In bed, Swinton drifted from a tangle of queries into slumber. Why had the German drawn Finnerty into wrestling the Punjabi? Why had some one stolen the uncut sapphire? What was behind the prince's pose in religion? Who was the woman behind the lattice – yes, it was a woman – Then Swinton drowsed off.
It is soul racking to awaken in a strange room, startled from sleep by unplaceable sounds, to experience that hopeless lostness, to mentally grope for a door or a window in the way of a familiar mark to assist one's location. When Captain Swinton was thrust out of deep slumber by a demoniac tumult he came into consciousness in just such an environment. Lost souls torturing in Hades could not have given expression to more vocal agony than the clamour that rent the night.
Swinton was on his feet before he had mentally arranged his habitat. He groped in the gloom for something of substance in the sea of uncertainty; his hands fell upon the table, and, miraculously, a match box. Then he lighted a lamp, pushed out into the passage, and saw Lord Victor's pajamaed figure coming toward him.
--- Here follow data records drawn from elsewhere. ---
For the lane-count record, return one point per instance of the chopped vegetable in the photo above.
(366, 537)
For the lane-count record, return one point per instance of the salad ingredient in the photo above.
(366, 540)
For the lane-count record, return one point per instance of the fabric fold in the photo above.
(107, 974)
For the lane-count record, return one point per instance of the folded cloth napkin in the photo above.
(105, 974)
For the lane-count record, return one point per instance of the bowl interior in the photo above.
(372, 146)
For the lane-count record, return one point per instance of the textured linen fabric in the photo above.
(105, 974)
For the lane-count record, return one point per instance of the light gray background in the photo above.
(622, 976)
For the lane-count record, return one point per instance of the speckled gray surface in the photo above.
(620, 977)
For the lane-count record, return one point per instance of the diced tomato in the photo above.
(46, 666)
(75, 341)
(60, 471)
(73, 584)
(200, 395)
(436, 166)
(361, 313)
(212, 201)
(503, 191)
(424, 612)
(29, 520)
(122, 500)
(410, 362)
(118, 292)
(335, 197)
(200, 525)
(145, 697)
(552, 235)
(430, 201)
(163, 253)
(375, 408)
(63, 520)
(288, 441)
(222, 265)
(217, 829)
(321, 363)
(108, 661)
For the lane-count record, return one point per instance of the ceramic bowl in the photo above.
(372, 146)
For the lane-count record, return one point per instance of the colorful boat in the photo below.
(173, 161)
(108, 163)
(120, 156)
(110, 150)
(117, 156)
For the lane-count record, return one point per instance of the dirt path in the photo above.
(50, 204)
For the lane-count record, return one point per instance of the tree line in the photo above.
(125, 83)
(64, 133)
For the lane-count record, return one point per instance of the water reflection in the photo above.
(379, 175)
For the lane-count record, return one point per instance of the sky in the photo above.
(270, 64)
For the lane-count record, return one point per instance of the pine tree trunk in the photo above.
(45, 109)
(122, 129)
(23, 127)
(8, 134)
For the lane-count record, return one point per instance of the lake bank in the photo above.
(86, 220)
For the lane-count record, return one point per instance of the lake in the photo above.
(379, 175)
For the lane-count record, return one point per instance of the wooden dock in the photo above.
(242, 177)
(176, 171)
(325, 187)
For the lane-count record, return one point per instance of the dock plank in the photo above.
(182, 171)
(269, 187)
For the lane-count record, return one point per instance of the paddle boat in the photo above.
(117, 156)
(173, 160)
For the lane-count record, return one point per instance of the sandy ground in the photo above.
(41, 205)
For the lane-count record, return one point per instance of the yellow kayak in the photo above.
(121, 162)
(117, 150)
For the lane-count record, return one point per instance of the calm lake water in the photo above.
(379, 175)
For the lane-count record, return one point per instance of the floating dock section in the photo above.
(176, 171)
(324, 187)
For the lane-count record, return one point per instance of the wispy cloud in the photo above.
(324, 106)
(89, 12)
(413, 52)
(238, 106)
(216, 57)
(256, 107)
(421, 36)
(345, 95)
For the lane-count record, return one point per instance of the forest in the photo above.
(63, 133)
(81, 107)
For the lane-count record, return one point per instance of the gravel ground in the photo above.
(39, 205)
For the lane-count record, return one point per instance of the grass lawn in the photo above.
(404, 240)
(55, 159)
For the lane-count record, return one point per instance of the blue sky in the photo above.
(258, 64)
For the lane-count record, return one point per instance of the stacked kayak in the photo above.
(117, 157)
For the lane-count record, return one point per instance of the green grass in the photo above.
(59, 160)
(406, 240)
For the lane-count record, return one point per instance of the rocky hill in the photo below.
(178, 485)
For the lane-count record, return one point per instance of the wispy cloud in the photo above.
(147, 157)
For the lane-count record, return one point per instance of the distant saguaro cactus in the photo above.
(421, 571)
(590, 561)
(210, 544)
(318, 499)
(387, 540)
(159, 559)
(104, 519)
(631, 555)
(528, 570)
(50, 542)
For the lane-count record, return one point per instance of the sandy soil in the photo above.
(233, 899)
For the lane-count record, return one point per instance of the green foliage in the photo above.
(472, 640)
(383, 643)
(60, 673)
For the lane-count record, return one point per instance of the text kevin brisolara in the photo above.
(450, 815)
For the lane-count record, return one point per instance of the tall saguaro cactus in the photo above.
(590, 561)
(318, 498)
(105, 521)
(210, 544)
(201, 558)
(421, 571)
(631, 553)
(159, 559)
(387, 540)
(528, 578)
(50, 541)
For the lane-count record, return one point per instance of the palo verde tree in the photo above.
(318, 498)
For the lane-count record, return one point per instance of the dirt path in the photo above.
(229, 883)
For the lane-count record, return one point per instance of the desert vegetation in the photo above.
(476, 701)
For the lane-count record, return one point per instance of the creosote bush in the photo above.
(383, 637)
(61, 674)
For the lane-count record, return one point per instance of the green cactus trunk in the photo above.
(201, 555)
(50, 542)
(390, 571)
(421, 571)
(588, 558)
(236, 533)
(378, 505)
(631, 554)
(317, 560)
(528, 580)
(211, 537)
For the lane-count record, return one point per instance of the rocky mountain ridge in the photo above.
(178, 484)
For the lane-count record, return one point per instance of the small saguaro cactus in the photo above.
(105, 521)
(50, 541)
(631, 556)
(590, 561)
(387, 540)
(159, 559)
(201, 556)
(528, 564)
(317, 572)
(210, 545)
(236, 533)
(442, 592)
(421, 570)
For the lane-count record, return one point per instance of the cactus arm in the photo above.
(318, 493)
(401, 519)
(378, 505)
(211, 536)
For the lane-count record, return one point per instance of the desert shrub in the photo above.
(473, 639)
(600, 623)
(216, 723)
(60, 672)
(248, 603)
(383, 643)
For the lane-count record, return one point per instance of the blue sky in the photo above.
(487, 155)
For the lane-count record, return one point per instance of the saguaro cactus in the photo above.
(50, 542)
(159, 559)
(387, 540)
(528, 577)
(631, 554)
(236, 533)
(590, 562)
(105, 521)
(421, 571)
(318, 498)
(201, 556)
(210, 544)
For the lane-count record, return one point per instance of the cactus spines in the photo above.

"What a bally row!" the latter complained sleepily. "Must be slaughter!"
Out on the veranda, they located the vocal barrage; it was being fired from the bungalow in which they had seen the bulky figure in white. Perhaps the vociferous one had seen their light, for he was crying: "Oh, my lord and master, save me! Tiger is biting to my death! I am too fearful to explore across the compound. Heroic masters, come with guns!"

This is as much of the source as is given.